Official reports ran to enormous length and took years, such as the House of Representatives’ final report in 2016, which included ‘additional views’ by the Representative Michael Pompeo; now President Trump’s Secretary of State. Leaving aside the partisan nature of much of the reporting and investigating, the question was raised why the US had an ambassador and embassy in the country at all, given that the security situation in the city had deteriorated significantly in 2012 and that other countries withdrew. As that House of Representatives’ report quoted, months before the attack one State Department diplomatic security agent viewed the situation as a ‘suicide mission’ where ‘there was a very good chance that everyone was going to die’. As in many other tragedies, there was not one single cause and shortcomings for the deaths but several: personnel, a lack of physical and electronic security, and emergency response and intelligence, given that the anniversary of the 9-11 attacks on the US was an obvious occasion for an Islamist attack on US interests.

In that case as in others – whether suicide bombs in Kabul, or protests during the Vietnam War in Grosvenor Square outside the US embassy in London – an embassy is an obvious locus for demonstrations and violence by people with an animus against the US or any country. It’s recognised as a symbol for its country, as during the Tet offensive during the Vietnam War in 1968 when North Vietnamese forces broke into the US embassy in the South Vietnam capital Saigon, seen now as a turning point in US opinion about the war.

Or, diplomats can face general crime, get caught up in civil disorder not to do with them, and be victims of espionage by countries seeking an advantage. Yet, just as businesses, academics and aid agencies all have their own reasons to enter dangerous territories, so do diplomats, to represent their countries’ legitimate interests, whether for trade, politics, or to do the admin of visas and traveller passports.
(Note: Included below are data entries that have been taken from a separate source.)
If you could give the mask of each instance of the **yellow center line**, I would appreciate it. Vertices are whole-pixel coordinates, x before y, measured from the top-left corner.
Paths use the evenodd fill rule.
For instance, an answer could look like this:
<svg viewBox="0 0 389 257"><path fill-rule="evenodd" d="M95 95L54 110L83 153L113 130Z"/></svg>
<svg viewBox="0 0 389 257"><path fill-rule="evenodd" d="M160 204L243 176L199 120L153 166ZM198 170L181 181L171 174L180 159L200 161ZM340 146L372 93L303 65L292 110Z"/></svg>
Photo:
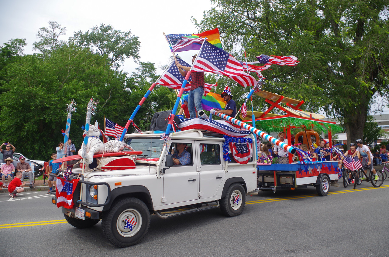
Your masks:
<svg viewBox="0 0 389 257"><path fill-rule="evenodd" d="M350 189L345 191L340 191L339 192L333 192L333 193L328 193L328 194L342 194L343 193L352 193L353 192L359 192L360 191L364 191L365 190L371 190L374 189L378 189L379 188L389 188L389 185L384 186L379 188L361 188L360 189ZM293 200L294 199L299 199L302 198L308 198L309 197L313 197L317 196L317 194L307 194L301 196L291 196L289 197L284 197L273 199L266 199L264 200L258 200L257 201L252 201L246 202L246 204L254 204L256 203L269 203L273 201L284 201L285 200Z"/></svg>
<svg viewBox="0 0 389 257"><path fill-rule="evenodd" d="M54 221L35 221L35 222L26 222L23 223L13 223L12 224L3 224L0 225L0 229L9 227L29 227L37 226L40 225L47 225L49 224L59 224L66 223L67 221L65 219L58 219Z"/></svg>

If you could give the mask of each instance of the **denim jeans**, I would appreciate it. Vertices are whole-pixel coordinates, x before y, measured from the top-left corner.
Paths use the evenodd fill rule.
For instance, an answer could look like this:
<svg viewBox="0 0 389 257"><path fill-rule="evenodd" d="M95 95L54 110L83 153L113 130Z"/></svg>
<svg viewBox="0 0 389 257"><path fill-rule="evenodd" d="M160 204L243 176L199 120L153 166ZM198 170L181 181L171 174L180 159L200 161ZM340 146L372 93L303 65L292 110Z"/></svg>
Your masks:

For instance, Global Affairs Canada operates 175 diplomatic and consular missions in 110 countries; the United States has embassies, consulates or diplomatic missions from Afghanistan to Zimbabwe. Indeed, the very fact that a country has problems with extremism, terrorism or weapons proliferation may be a reason to have a presence there, as a National Audit Office report on the UK’s Foreign Office notes.

The money for securing diplomats and their properties abroad is considerable; to take Global Affairs Canada; it received $652 million for work on safety and security of staff and assets at missions abroad in the 2010s; and in October 2017, the Canadian federal government committed a further $1.8 billion in new funding over ten years, according to that auditor’s report. The audit found widespread and basic shortcomings: the Canadian authorities had identified security deficiencies that needed immediate attention at many of its missions, many significant, and several identified years before, yet not all of the recommended measures were in place: such as more video surveillance, alarms, and installation of vehicle barriers at entrances. Most of the capital projects to upgrade security were at least three years behind schedule, usually because of weak project management and oversight. Security assessments were missing or incomplete for many missions, meaning the Canadian authorities did not have the information needed to prioritise where spending was most needed. Until 2017, Canada did not have a central register of its missions’ vulnerabilities to security threats.

While in theory the authorities have a layered and risk-based approach to security of diplomatic sites, the auditors found that actual security did not always fit the threat level (which besides might change quickly); for instance, the audit found one mission in a high-threat place that had no X-ray machine for visitor screening, yet missions in lower-threat places did. The audit found that many staff members posted at high-threat missions had not completed the mandatory training needed for their personal protection. For the audit in full visit the Office of the Auditor General of Canada website.